Relógio apontava seis horas da manhã, me sentei na praça, tinha que esperar mais uma hora, a padaria perto de casa abre por volta das sete horas, todas as manhãs faço lá um pequeno lanche antes de me deitar e dormir, é o meu álibi com meus avós. Chegando essa hora, posso dar a desculpa que saí de casa para fazer o tradicional lanche.
Ela chegou, linda, cabelo loiro curtinho, usava uma camisa preta do Sex pistols e uma calça jeans apertada e rasgada, delineando as pernas grossas. Como diria Murilo: "delicinha". Minha noite que na verdade já era manhã poderia terminar muito bem. Ela se sentou em um banco ao lado do meu, fiquei tentando lembrar se a tinha visto na festa, não me recordava. Trocamos olhares diversas vezes, até que tomei coragem a chamei para se sentar ao meu lado.

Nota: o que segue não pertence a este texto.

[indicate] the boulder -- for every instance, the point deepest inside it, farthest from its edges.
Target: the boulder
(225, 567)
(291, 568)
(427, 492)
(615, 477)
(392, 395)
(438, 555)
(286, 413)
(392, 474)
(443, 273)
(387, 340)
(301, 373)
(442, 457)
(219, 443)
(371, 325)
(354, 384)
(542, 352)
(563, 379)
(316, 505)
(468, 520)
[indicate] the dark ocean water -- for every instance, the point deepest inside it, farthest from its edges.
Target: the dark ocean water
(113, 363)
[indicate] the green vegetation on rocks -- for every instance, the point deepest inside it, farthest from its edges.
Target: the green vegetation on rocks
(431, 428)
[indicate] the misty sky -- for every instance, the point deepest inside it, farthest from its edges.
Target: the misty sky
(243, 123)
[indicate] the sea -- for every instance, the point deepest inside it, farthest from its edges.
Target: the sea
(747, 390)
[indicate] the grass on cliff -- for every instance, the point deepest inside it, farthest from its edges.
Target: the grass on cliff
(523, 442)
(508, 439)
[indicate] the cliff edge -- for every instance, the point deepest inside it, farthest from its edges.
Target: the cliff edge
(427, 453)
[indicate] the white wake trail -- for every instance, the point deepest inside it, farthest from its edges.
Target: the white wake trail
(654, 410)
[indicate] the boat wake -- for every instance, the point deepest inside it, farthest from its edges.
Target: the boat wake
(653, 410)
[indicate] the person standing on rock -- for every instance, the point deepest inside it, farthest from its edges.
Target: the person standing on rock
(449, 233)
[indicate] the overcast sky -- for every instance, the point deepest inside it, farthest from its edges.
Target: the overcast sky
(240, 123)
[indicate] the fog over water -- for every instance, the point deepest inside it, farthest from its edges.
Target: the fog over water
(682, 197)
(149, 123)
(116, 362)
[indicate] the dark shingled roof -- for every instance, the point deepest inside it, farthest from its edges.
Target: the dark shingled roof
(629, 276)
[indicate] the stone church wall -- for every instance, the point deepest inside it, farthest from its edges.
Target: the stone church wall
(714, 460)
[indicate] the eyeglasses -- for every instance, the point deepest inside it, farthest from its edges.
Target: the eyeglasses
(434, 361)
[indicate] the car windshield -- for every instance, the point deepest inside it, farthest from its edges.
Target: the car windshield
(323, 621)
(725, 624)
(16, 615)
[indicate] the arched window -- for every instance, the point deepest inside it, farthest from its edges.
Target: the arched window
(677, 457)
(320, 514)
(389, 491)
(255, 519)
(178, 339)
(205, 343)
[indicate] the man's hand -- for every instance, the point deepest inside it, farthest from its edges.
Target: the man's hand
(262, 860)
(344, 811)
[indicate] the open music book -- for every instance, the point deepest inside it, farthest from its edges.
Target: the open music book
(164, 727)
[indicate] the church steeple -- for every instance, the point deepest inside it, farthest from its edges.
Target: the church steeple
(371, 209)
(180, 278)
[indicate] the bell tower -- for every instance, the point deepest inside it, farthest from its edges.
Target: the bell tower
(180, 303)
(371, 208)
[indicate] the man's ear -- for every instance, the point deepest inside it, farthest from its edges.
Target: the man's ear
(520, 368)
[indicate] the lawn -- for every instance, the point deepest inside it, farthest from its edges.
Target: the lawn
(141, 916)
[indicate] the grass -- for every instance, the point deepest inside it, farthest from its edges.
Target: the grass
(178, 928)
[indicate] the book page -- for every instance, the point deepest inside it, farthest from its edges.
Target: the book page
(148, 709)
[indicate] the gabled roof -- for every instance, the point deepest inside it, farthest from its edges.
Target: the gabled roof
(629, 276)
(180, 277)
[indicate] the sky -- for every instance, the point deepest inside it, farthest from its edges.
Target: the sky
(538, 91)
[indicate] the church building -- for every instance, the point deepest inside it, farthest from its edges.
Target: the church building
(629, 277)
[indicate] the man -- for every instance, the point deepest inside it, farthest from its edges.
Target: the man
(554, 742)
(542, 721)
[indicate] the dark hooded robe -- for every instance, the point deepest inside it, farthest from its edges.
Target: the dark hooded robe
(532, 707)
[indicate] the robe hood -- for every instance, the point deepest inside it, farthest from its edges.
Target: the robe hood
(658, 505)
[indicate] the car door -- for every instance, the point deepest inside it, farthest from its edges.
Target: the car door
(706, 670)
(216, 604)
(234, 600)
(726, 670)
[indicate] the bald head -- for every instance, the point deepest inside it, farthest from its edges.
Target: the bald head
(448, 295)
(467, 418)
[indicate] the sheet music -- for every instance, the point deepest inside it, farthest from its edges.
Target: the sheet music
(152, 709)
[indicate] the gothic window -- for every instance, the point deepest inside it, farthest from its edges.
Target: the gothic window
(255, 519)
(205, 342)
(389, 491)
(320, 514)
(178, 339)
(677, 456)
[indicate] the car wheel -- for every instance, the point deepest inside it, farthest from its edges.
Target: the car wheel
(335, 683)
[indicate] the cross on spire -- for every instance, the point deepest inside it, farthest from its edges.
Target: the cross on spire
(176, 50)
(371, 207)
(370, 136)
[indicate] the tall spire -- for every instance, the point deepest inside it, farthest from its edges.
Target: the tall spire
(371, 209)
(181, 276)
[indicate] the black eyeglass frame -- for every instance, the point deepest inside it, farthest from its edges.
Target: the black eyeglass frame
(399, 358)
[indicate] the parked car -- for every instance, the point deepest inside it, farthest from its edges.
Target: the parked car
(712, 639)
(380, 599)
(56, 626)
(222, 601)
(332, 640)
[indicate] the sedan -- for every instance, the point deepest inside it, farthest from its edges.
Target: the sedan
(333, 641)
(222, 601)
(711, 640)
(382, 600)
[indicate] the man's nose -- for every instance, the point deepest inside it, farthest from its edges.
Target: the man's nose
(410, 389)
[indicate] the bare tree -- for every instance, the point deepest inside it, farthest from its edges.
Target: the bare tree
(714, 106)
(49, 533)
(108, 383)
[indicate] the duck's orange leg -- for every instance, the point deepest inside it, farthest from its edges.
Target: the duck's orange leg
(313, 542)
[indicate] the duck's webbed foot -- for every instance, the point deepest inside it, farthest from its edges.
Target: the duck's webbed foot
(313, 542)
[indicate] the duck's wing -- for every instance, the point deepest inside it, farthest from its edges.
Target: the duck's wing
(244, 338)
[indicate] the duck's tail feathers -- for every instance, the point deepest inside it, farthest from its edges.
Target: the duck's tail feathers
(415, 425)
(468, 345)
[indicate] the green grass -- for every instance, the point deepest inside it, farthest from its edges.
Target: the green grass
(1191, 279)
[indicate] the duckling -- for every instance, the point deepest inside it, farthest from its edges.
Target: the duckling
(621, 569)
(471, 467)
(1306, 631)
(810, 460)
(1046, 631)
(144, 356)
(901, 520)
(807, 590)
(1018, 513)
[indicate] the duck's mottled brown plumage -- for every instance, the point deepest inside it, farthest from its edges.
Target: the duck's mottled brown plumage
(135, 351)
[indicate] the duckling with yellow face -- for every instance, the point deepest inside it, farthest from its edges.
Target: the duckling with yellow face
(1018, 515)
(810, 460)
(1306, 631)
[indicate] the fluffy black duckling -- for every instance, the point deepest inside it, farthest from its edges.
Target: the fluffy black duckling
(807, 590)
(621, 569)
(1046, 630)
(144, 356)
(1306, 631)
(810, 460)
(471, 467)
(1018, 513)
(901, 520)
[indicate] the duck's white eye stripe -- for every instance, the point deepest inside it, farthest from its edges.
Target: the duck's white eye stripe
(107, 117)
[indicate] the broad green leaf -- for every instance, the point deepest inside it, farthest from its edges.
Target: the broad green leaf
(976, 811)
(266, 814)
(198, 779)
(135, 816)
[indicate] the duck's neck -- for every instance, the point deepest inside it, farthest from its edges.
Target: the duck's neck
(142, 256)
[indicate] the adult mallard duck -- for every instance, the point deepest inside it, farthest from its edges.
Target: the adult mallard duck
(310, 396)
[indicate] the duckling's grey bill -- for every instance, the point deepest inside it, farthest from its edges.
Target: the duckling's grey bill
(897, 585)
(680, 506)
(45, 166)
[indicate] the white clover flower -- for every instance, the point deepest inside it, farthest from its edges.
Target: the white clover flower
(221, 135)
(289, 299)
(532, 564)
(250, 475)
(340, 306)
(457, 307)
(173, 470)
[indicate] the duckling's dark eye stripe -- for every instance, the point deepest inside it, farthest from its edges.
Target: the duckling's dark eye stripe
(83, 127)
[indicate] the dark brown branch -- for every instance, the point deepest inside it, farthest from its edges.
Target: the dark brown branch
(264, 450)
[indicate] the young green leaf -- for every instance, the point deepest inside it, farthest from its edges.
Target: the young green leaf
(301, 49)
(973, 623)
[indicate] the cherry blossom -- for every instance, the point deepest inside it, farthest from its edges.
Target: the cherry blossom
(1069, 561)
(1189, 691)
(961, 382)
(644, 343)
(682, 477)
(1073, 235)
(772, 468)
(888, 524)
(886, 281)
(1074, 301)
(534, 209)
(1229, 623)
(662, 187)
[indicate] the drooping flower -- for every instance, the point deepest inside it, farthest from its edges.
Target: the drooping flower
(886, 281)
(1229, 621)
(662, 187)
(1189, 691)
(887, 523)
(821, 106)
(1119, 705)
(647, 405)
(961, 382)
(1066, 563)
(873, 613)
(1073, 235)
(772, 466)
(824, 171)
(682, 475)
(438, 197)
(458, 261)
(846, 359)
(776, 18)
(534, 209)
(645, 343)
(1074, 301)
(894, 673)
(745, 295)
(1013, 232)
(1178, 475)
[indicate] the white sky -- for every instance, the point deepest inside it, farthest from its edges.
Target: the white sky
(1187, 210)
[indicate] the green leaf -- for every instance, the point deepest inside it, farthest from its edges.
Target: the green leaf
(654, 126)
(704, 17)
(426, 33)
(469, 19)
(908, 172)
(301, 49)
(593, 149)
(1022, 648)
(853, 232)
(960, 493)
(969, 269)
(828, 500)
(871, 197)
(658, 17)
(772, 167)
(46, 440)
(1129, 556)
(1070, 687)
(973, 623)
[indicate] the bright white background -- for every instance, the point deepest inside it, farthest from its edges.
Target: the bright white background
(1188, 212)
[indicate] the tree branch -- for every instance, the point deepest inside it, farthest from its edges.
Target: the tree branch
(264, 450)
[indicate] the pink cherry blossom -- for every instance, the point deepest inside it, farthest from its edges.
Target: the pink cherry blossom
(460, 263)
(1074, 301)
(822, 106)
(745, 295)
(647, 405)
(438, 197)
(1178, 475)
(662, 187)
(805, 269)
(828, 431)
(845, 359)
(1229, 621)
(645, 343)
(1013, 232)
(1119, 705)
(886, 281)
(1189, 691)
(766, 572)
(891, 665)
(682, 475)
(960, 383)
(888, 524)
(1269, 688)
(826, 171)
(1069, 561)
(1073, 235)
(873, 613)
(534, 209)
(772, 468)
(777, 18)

Depositou seu estonteante traseiro ao meu lado e cruzou as pernas, no começo não quis muito papo, até que resolveu me testar:
- Qual o nome do vocalista do Sex pistols? – Falou isso tão de repente que me assustei um pouco, mas não demorei a responder.
- Joseph Lydon!
Ela abriu um sorriso e ficou mais receptiva, conversamos um pouco, ofereci um gole de amarula, ela agradeceu a bebida e continuou com a garrafa na mão, até que se levantou, me deu um beijo na boca e foi embora carregando a minha garrafa. Desgraçada, mas até que foi bom, como eu poderia chegar em casa com uma garrafa de bebida na mão? Fiquei a observando, Johnny Rotten com seus cabelos espetados cantando nas costas de sua camisa.